Earlier in June of this year Japanese security prevented Chin Su-Mei’s delegation, the “Return the Souls of Forebearers” group, from even leaving their bus for a scheduled protest in front of the Tokyo’s controversial Yasukuni Shrine. The Shrine lists 2.5 million war dead, including war criminals, as well as the indigenous Taiwanese forced to serve during the war. It is estimated that 20,000 indigenous Taiwanese were drafted by Japan during World War II. Only a third returned home.

 

To date, there has been no formal or official apology from Japan.

 
We Want To Tell The World

Japan Shirks Its Historical Responsibility

 

During the giveaway portion of the luncheon, the delegates offered several copies of a small book as gifts detailing their protest.  “We Want To Tell The World – Japan Shirks Its Historical Responsibility” - Taiwan Aboriginal Protest Delegation to The United Nations.

 

The booklet’s summarized English translation demands that Japan ‘Face Up to History! Show true remorse! Apologize and compensate!’ for wartime crimes during 50 years following Japan’s invasion of Taiwan in 1895. The Japanese colonial regime is accused of having committed heinous crimes of planned state violence against Taiwan’s Aborigines:

 

  • Violent annexation and occupation of Taiwan (Formosa).

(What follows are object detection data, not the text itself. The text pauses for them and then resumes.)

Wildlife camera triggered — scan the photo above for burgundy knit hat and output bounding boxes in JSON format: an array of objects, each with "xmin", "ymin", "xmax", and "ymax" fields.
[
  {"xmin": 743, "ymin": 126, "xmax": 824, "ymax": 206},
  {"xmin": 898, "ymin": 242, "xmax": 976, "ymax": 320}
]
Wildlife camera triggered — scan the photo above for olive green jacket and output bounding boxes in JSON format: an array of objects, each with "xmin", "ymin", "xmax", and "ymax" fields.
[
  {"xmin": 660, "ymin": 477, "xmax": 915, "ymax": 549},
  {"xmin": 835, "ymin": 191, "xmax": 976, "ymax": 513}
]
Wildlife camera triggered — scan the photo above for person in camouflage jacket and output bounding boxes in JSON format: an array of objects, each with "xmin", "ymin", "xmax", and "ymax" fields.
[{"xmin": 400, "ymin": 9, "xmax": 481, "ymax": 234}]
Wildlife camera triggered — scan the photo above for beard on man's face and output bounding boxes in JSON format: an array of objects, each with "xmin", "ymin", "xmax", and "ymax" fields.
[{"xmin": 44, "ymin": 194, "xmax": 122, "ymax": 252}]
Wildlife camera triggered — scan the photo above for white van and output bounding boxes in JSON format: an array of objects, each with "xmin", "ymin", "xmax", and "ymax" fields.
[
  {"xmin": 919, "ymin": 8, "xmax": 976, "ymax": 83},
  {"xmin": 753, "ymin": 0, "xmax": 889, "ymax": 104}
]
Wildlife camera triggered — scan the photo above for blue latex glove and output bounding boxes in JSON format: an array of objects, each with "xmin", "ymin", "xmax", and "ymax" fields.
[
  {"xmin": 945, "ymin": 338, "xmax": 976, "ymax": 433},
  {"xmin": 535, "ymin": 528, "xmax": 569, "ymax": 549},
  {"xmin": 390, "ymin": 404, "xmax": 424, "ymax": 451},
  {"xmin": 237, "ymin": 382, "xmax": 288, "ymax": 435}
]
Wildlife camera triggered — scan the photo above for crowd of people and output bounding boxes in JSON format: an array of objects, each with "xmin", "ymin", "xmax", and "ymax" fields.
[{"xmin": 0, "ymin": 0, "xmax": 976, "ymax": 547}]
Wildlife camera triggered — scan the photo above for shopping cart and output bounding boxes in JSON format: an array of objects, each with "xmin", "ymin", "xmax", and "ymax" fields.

  • Seizure of Aboriginal lands under the guise of nationalization.

  • Suppression of Aboriginal tribes with a policy of “kill all, seize all, burn all”.

  • Exclusion of Aborigines from the legal system.

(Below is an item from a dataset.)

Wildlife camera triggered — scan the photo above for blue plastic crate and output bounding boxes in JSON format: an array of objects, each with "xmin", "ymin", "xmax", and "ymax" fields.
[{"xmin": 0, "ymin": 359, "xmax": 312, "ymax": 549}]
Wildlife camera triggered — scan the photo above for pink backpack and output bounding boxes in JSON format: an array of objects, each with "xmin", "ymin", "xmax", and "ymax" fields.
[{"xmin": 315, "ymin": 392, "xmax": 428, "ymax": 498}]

  • Forcible subjection of Aborigines to police rule.

  • Forcible suppression of Aboriginal culture.

  • Enslavement of Aborigines through forced labor.

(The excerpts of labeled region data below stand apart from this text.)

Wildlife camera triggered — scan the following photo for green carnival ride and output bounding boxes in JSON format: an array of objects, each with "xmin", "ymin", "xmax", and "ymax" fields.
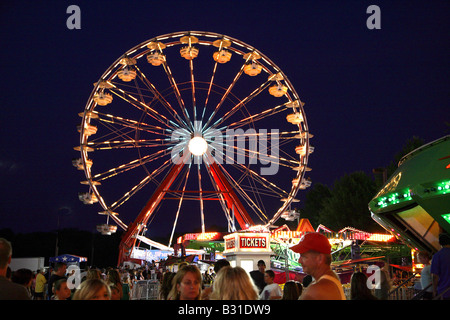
[{"xmin": 369, "ymin": 135, "xmax": 450, "ymax": 253}]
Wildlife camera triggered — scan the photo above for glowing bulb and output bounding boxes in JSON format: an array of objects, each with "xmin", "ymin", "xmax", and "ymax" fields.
[{"xmin": 188, "ymin": 137, "xmax": 208, "ymax": 156}]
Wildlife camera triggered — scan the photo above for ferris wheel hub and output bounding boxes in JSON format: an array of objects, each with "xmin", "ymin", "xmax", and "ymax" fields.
[{"xmin": 188, "ymin": 137, "xmax": 208, "ymax": 156}]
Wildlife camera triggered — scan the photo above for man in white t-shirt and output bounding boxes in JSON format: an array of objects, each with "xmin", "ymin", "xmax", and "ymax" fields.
[{"xmin": 260, "ymin": 270, "xmax": 283, "ymax": 300}]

  • Sexual enslavement of Aboriginal women.

 

The book also declares that the Second World War ended 60 years ago, but that the violence Japanese militarists inflicted on Taiwan’s Aborigines has not ceased. The “fallen combatants of the Takasago Volunteers” were forcibly conscripted by the colonial regime to die as ‘cannon fodder on the battlefield,’ but today their souls must still suffer the indignity of having their memorial tablets placed alongside those of Class-A war criminals in the Yasukuni Shrine!

 

By putting the victims and the perpetrators together in the same place, the Japanese militarists are using the Yasukuni Shrine to perpetually enslave Aborigine’s souls. In recent years, Japanese extreme right-wing groups have been using the lure of free trips to solicit Taiwanese Aborigines to visit the Yasukuni Shrine. The purpose of this trickery is to deny Japan’s historical guilt and to falsely portray Taiwanese Aborigines as “Pro-Japanese”.

 

The charismatic independent lawmaker, Chin Su-Mei and her delegation have been requesting rigorously to Japanese government officials to have indigenous Taiwanese’s names and the tablets removed from the Shrine’s enshrinement list, calling it an insult to their people.

 

The delegation’s planned schedule includes a press conference at the Chinese Consolidated Benevolent Association of New York; and an opening, at the Sheraton LaGaurdia East Hotel, of the historical photographs of Japanese atrocities. Also planned was an address of protest to Japan at the (New York) Consulate General of Japan and a press conference. The group was then scheduled for travel to Pennsylvania for another press conference in Philadelphia, ‘the city of brotherly love.’

 

From Philadelphia, a small group of the delegates will travel to Osaka, Japan, to visit anti-Yasukuni Shrine organizations… but travel, for most of them, will be on the journey back home.